The large mall will replace several buildings, including Soils Aint Soils, with two drive-in fast food outlets, a gas station and 15 showrooms.
The plans also initially proposed a restaurant, but this was removed after public comment.
Two briefs were received during the consultation, one favorable and the other opposed.
The objection related to increased traffic congestion and failure to meet a requirement that the proposed retail area not exceed 500m².
The removal of the restaurant allowed the layout to meet the needs.
The proposal also includes improvements to the junctions of Alexander Drive with Truganina Road and Victoria Road, and the widening of Victoria Road and Alexander Drive, which will solve traffic problems.
A Transport Impact Assessment reviewed by Main Roads WA, the Departments of Planning, Lands and Heritage and Transport and the Cities of Stirling and Swan concluded that there would be no “impact negative on the local road network”.
Jarrod Ross, of Taylor Burrell Barnett and representing Hesperia Property, told the Metro Inner-North Joint Development Appraisal Committee meeting that the application had undergone a “complex and thorough assessment” to resolve any issues. problem.
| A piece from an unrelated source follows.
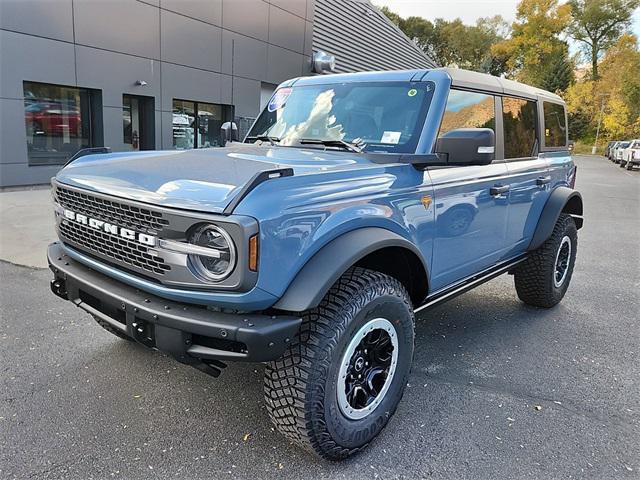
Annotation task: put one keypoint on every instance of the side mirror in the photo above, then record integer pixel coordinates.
(229, 132)
(467, 146)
He said while they supported most of the proposed conditions, they asked for the removal of the one which required the removal of the two pylon signs for the fast food outlets.
Mr Ross said while he understood the desire to reduce signage, the development had over 400m facing Alexander Drive, with eight proposed signs: two for the Housewife Center and its rentals, one each for the fast food outlets, two for the petrol station and two smaller signs at the entrance.
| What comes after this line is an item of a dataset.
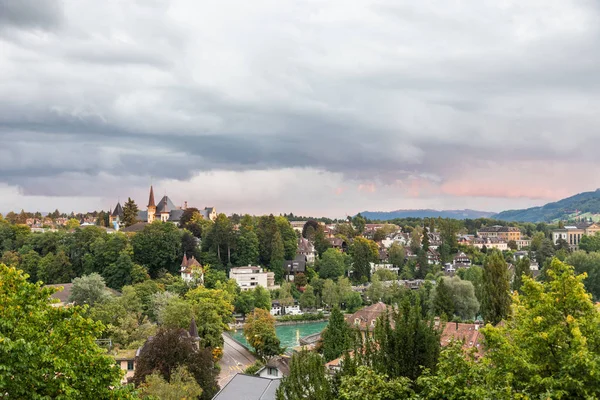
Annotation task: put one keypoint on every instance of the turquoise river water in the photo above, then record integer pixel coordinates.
(289, 335)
“Each of the signs is essential for the advertising of the different uses proposed to operate from the center and given the significant distance between each of the signs, we do not accept that this represents an undesirable proliferation of signage”, he said. he declares.
“The two fast food brands in particular are critical to their viability as they will rely heavily on passing commerce to be able to easily recognize their location and navigate the road network to get to their site safely.”
Mr Ross also requested changes to a condition which required tanker deliveries to be made between 9.30pm and 6am to avoid blocking vehicles from entering the site.
However, this timing is also subject to an acoustic assessment, which could also prohibit deliveries between 10 p.m. and 6 a.m.
Mr Ross said that could only allow 30 minutes between 9.30pm and 10pm for deliveries, which was “inconvenient”.
He asked that deliveries be allowed between 8 p.m. and 6 a.m.
The panel granted both of Mr. Ross’ requests. Other conditions of approval also include compliance with a bushfire management plan and site and traffic management plans to be submitted prior to construction.
The development also exceeds the advanced condition of 172 trees to be planted on the site, with 355 proposed.
Mr Ross said the ‘significantly increased’ landscaping responded to feedback from Stirling’s design review board, as did changes to the layout of the car park to improve pedestrian walking.
In recommending approval of the proposal, the meeting report said it would provide for “a range of land uses which are complementary to surrounding development and meet the needs of the local and wider community”.
Cr Suzanne Migdale said she was ‘very excited to see the result of the site activation’ and that it would ‘add more opportunities for local residents to have grassroots type shopping in the area’.
Francesca Lefante, chair of the panel, said it was a great design and would be positive for the region.